2.3 Lightweight and custom CNNs
Several studies proposed lightweight CNNs for efficiency. Sayeed et al. (2021) developed BengaliNet, tested across CMATERdb, BanglaLekha, Ekush, and NumtaDB, achieving 96%–99% accuracy. Rabby et al. (2018) introduced BornoNet and EkushNet as compact CNN/DNN models for mixed datasets. Similarly, Saha et al. (2019) proposed BBCNet-15 with 96.40% accuracy. While these models improve efficiency, they still rely heavily on handcrafted architecture design and lack the ability to capture long-range dependencies.
2.4 Challenges in BHCR
Despite progress, most CNN-based works face common limitations: (i) difficulty in handling visually similar characters, (ii) limited generalization across different writing styles or datasets, and (iii) reliance on local receptive fields, making global structural dependencies harder to learn. These issues highlight the need for models capable of capturing both local and global features effectively.

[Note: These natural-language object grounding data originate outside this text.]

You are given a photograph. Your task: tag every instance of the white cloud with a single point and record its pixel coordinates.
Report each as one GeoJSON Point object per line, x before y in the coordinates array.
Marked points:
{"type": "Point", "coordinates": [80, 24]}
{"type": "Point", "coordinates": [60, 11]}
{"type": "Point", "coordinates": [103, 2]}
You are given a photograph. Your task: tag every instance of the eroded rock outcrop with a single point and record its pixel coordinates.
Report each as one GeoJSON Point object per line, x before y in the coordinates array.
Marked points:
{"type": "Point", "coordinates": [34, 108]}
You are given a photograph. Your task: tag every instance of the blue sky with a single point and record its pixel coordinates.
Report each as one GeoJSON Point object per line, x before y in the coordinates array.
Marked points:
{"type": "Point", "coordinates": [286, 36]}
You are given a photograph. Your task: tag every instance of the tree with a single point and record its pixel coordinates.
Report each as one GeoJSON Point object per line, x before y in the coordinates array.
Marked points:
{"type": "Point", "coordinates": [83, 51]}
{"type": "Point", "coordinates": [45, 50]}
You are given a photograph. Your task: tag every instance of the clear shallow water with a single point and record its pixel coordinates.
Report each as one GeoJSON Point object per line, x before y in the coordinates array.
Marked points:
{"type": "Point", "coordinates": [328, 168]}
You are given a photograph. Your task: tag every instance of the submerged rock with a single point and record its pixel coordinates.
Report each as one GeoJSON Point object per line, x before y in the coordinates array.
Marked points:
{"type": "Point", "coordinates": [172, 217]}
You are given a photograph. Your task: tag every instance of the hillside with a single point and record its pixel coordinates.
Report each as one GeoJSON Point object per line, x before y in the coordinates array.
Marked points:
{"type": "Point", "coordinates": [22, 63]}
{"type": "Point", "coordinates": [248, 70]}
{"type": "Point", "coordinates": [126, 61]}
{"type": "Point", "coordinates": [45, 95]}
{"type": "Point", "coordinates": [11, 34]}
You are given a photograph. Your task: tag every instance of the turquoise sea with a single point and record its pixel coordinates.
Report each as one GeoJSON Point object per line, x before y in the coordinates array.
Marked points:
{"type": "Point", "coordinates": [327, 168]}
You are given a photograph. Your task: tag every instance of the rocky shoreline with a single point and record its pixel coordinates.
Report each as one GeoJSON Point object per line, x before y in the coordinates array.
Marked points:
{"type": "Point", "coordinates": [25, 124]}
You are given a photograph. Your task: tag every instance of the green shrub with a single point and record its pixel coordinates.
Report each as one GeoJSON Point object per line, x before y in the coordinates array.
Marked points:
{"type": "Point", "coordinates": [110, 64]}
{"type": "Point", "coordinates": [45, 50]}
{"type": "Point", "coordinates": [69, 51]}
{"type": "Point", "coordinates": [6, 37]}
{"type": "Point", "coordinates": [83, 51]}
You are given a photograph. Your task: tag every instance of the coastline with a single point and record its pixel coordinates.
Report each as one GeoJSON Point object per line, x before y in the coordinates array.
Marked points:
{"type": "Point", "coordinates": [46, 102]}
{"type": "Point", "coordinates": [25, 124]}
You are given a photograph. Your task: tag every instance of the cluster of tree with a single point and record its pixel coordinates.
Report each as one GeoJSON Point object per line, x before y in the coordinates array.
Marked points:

2.5 Applications of deep learning beyond character recognition
Deep learning has been successfully applied across a wide range of domains beyond character recognition. For instance, fine-tuned AlexNet has been explored for crowd anomaly detection in video frames (Khan et al., 2022b), while ensemble machine learning methods have been used to detect energy theft in smart meters (Kawoosa et al., 2023). Similarly, RNN variants enhanced with hybrid optimization algorithms have improved human motion detection under occlusion (Cheltha et al., 2024), and IoT-assisted systems have utilized deep learning for context-aware fertilizer recommendation (Khan et al., 2022a). These studies highlight the adaptability of machine learning and deep learning approaches across heterogeneous application areas, reinforcing the motivation to apply such techniques for Bangla handwritten character recognition. In contrast to these applications, our study focuses specifically on enhancing Bangla handwritten character recognition using Vision Transformers, VGG-16, and ResNet-50, providing a comparative performance analysis.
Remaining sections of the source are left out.